If you got a laugh out of the title you’re actually laughing with them, because it was kind of a joke working title that they stuck with because the people in the area were very invested in the making of the movie and knew it by that title. And it was apparently scripted a little closer to PURPLE RAIN, but the stars changed it to fit their real lives more. For example, Moctar has to deal with only knowing how to play left-handed.

What I have not found in any articles is whether these musicians were very familiar with Prince and PURPLE RAIN or whether that was just foisted on them by the director. Either way, it’s still a film that bridges cultures beautifully. We see this society and landscape so drastically different from ours, but it’s not just a National Geographic article. We’re brought in by some dudes who are just dudes, you know? It’s a youth subculture, people rebelling a little and expressing themselves, drawing from the musical traditions of their ancestors but also Jimi Hendrix and modern autotune music and the other people they hang out with. It’s kind of beautiful.
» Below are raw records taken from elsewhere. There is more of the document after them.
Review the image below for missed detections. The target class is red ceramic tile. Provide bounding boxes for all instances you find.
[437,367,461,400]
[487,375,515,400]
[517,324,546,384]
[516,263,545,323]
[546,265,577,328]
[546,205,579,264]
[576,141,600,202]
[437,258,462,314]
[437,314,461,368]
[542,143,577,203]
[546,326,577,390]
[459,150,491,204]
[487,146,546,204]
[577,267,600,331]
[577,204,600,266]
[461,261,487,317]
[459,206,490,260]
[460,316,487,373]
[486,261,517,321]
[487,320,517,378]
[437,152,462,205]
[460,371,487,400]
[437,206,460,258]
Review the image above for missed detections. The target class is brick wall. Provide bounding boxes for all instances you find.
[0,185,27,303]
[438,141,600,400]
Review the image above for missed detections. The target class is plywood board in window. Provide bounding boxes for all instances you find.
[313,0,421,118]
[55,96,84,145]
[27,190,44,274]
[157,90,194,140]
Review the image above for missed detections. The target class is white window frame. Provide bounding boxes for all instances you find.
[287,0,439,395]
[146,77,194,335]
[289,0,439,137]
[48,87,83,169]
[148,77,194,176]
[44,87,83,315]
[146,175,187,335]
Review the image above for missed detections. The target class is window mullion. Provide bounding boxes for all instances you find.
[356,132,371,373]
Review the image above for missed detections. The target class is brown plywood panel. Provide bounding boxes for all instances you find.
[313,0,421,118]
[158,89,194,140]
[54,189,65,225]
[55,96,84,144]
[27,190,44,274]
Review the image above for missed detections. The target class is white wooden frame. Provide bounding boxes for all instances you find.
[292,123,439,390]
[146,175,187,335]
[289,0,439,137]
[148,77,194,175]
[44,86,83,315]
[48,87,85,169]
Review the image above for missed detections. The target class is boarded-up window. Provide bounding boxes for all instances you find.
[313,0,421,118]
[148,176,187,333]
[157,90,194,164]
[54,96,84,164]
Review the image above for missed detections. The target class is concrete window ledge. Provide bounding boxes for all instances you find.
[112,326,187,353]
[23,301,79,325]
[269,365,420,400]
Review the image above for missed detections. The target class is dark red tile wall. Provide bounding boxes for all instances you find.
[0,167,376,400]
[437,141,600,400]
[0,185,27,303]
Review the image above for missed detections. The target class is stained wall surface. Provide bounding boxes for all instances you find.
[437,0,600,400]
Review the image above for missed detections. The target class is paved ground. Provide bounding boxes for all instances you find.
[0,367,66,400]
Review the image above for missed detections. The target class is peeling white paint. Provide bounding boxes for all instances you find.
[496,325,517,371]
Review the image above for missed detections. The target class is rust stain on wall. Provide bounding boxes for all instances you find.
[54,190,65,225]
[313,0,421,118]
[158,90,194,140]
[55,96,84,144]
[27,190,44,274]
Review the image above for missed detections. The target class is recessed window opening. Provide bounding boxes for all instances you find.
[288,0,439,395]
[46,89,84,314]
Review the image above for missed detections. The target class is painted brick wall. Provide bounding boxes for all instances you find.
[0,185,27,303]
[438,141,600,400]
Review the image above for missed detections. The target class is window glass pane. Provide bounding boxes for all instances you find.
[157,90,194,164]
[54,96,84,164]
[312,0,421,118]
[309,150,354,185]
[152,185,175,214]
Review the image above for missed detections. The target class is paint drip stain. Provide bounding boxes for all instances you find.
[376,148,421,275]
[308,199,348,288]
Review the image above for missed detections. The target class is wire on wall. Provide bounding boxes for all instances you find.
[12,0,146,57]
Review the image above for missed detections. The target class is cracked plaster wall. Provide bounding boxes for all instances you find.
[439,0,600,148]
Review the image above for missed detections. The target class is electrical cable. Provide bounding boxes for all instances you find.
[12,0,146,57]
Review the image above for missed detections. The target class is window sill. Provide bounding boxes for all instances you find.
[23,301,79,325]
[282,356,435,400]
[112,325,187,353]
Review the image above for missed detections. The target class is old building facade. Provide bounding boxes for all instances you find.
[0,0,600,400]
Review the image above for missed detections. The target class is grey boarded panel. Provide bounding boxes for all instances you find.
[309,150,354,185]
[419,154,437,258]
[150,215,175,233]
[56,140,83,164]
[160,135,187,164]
I’ve been working on this review for a bit and I just noticed that Moctar is on tour in the U.S. right now. I thought I should get this up quick because he’s playing Amoeba Records tomorrow, September 7th, and then going around the country (but not here). He’s even playing in Minneapolis, but not at the 1st Ave. Anyway, I’d check him out if I could. Tour dates on his label’s websight.
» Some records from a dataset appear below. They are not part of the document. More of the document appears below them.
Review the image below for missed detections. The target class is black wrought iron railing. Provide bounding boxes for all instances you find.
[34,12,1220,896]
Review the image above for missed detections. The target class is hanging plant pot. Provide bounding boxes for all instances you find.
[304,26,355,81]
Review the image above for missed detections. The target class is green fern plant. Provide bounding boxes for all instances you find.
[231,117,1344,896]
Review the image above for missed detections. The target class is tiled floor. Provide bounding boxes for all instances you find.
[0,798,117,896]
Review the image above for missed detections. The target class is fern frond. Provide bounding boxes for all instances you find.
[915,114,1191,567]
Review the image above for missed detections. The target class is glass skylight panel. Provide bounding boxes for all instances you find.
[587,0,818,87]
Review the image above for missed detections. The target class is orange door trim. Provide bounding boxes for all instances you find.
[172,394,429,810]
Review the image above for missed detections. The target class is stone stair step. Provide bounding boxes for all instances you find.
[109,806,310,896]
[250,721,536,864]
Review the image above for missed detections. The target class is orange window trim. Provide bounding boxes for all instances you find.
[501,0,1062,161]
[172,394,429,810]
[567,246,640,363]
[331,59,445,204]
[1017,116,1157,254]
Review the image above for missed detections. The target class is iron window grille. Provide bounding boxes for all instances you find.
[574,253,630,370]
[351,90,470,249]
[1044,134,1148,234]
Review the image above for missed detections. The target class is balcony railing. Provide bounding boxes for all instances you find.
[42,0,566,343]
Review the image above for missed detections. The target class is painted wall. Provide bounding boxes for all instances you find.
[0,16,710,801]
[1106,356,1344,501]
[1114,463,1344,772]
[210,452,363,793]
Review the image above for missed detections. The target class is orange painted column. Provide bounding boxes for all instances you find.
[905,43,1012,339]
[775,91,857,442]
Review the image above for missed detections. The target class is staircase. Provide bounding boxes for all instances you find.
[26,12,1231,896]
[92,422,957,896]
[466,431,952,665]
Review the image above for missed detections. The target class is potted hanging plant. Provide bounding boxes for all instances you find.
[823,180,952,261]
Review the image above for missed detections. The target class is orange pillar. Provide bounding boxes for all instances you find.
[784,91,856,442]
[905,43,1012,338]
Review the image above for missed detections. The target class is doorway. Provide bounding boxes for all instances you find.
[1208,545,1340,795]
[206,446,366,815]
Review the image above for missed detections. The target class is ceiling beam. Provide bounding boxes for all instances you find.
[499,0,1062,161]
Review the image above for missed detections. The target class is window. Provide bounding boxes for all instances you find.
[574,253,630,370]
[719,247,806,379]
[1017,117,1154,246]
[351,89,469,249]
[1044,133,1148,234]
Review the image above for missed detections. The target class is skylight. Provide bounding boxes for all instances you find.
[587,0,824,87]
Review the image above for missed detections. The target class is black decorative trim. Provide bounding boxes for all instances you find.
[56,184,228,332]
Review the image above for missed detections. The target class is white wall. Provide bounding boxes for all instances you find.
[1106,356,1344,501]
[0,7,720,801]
It says they’re hoping to film “a sequel of sorts” as the band tours America, so that’s exciting. Nigerien GRAFFITI BRIDGE.

This entry was posted on Tuesday, September 5th, 2017 at 11:53 am and is filed under Music, Reviews. You can follow any responses to this entry through the RSS 2.0 feed. You can skip to the end and leave a response. Pinging is currently not allowed.

7 Responses to “Rain the Color of Blue with a Little Red in It”

  1. I hate to quibble Vern, when this is so clearly a gem and your review is great, but I think the adjective you want here is Nigerien, not Nigerian. This is a movie from Niger, which has a large Tuareg population, not Nigeria, which doesn’t. Niger is twice the size of California, even if much of that is the Sahara.

  2. Thanks for the correction, Borg9.

  3. Wow, this looks fucking awesome. Going to watch this one with the buddies.

  4. Today I learned the difference between Nigerian and Nigerien.

  5. It’s a big man who owns his mistakes Vern; so I’ll apologize if I came across all snotty there. It was early.

    For what it’s worth, I’ve seen Etran Finatawa from Niger a couple of times, and they rock. I guess we’ve established that Niger is a fairly big place, so that may not mean much in relation to Mdou Moctar, but they are a guitar band with both Wodaabe and Tuareg members and it makes for an interesting mix.

    In any case, what Jek said!

  6. National Weather Service Adds New Colors So It Can Map Harvey's Rains

    The old colors couldn't reflect rainfall totals in Texas that weather experts call "unprecedented."

  7. I absolutely loved the stuff with sharing songs on cellphones in this.